In any case, I’m really trying not to let myself get frustrated. Even in this first lesson, I found myself reading and re-reading instructions for even the most basic of “activities.”

Perhaps I’m simply not acclimating to thinking from “the back end” like this. Indeed, I fancy myself somewhat creative, yet from what I can gather, successful programs are not merely creative: they are able to envision whole words and define the terms that creates those worlds.

That’s mind-blowing to me.

I suppose for now I’ll have to be content with the mere shrubs and brushes I’m starting to program before I can think about the tall buildings and – goodness knows – the people to populate this digital world.
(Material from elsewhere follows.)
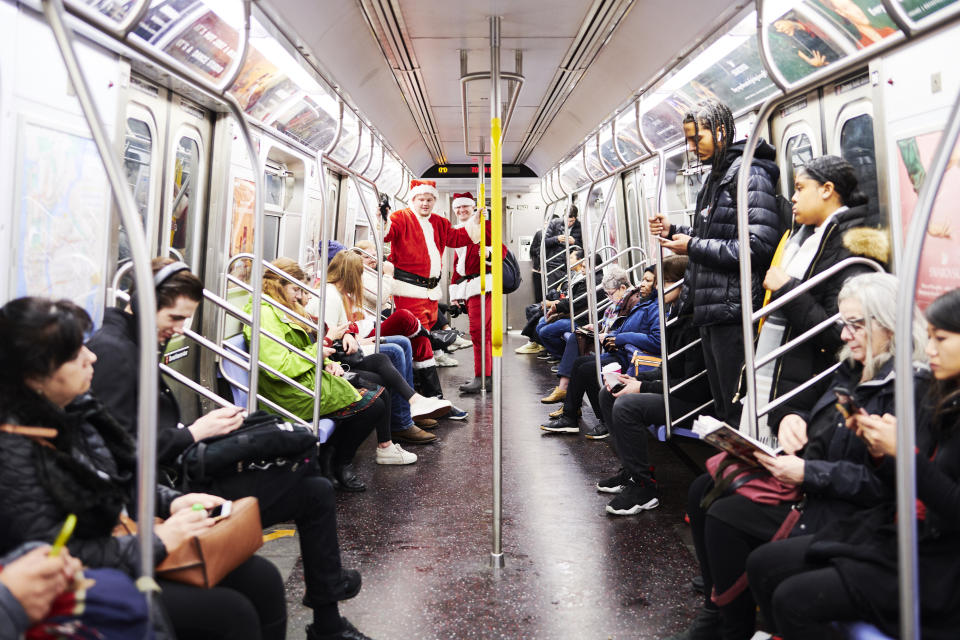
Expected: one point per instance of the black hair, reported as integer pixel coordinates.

2 thoughts on “Code Year: Lesson 1

  1. You were right when you said both strings and variables “are all simply units of different types to be stored”. Variables are more than numbers. They’re a thing you use to store some sort of information, like a number. But a string is also a variable because it holds information, like “Some Text”. In other programming languages you have to get more specific with variables and say it can only be of some type, like a whole number, a decimal number, and string, etc. Javascript is nice in that regard because you get to be lazy.

    Loops are simpler than they sound. For starters, the only syntactic difference between an if statement and a while loop is the word. Just change if to while and you’re set! Well, there’s a bit more. There are really 3 parts to a loop. In the kind of loop you’re creating you’ll want to use a variable (i) to count how many times you’ve displayed the word “hello”. Here are some big words (with definitions!).
    1) Variable Initialization – Start out some variable to some base thing. In your example, it’s when you say var i = 0; (Good so far)
    2) Condition Statement – When you check the variable to decide if you want to use the code inside that loop.
    3) Change Control Variable – When you change something for your condition so you don’t end up that loop forever (infinite loop).
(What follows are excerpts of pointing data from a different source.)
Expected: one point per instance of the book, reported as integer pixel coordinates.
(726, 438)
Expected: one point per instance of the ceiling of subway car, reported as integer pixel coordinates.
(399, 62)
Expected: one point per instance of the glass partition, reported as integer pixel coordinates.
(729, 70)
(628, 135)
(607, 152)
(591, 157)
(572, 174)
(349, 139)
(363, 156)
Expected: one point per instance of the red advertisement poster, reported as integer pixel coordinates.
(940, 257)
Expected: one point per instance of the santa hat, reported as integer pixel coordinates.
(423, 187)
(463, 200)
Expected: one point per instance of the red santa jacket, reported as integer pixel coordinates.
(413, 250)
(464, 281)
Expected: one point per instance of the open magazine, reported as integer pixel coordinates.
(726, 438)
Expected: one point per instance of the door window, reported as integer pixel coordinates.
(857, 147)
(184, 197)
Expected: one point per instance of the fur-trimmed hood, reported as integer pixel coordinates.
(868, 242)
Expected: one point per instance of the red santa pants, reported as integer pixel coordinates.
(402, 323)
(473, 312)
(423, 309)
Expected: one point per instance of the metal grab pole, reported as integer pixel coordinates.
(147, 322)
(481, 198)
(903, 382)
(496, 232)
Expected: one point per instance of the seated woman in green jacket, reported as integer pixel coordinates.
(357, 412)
    Your condition statement (i = “hello”) should be quite different. You’ll want to use that variable (i) to know how many times you’ve been inside that loop.
    Your line console.log(“hello”++) should be 2 separate lines. The first line with display the string “hello” and the second line will add 1 to (i), making it go from 0 to 1. When (i) is 2 you know you’ve been in there 2 times. *hint hint*

    To visualize this in your head you just have to know the order these things happen. Imagine this code.
    var count = 0;
    while(count < 3)
    {
    console.log("Inside the loop");
    count++
    }
    console.log("No longer in loop");

    First set that variable i to 0. Then check the condition for the while loop. Since count is 0, and 0 is less than 3, the condition is true making you go inside the loop. That's when you display the string "Inside the loop" and then the count++ will add 1 to count, making it 1. Then you go back up to the condition for the loop, the (count < 3) part. So, is count less than 3? Well, count is 1 and that's less than 3, so yes you go into the loop again. Display that string, add 1 to count, making it 2 and move back on up to the condition part again. Since 2 is less than 3 you make it back into the loop code again. This time you make count equal to 3. So you get back up there and the condition checks, is 3 less than 3? If it is, we go back into the loop, if not then it's false and we stop doing loop code and make it to the next line that displays "No longer in loop".
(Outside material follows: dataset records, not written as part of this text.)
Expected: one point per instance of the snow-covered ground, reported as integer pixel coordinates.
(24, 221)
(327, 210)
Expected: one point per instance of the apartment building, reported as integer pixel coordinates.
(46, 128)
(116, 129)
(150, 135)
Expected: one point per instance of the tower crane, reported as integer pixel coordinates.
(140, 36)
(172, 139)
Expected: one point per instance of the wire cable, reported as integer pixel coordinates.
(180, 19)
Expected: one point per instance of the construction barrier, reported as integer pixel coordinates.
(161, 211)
  2. Wow, thank you, “me!”

    I appreciate the clarification on the distinction between variables and strings. I suppose I was a bit reductive in my own rendering of the definitions!

    I’ll admit that I’m still a little bit confused on how to enact the “hello” program. I understand the concept of creating a framework to work in and out of the loop, but I’m still not sure how to establish that the variable “hello” is the variable I want repeated within that framework. I hope that makes sense? I’m going to go back to that exercise with your tips and see if I can figure it out!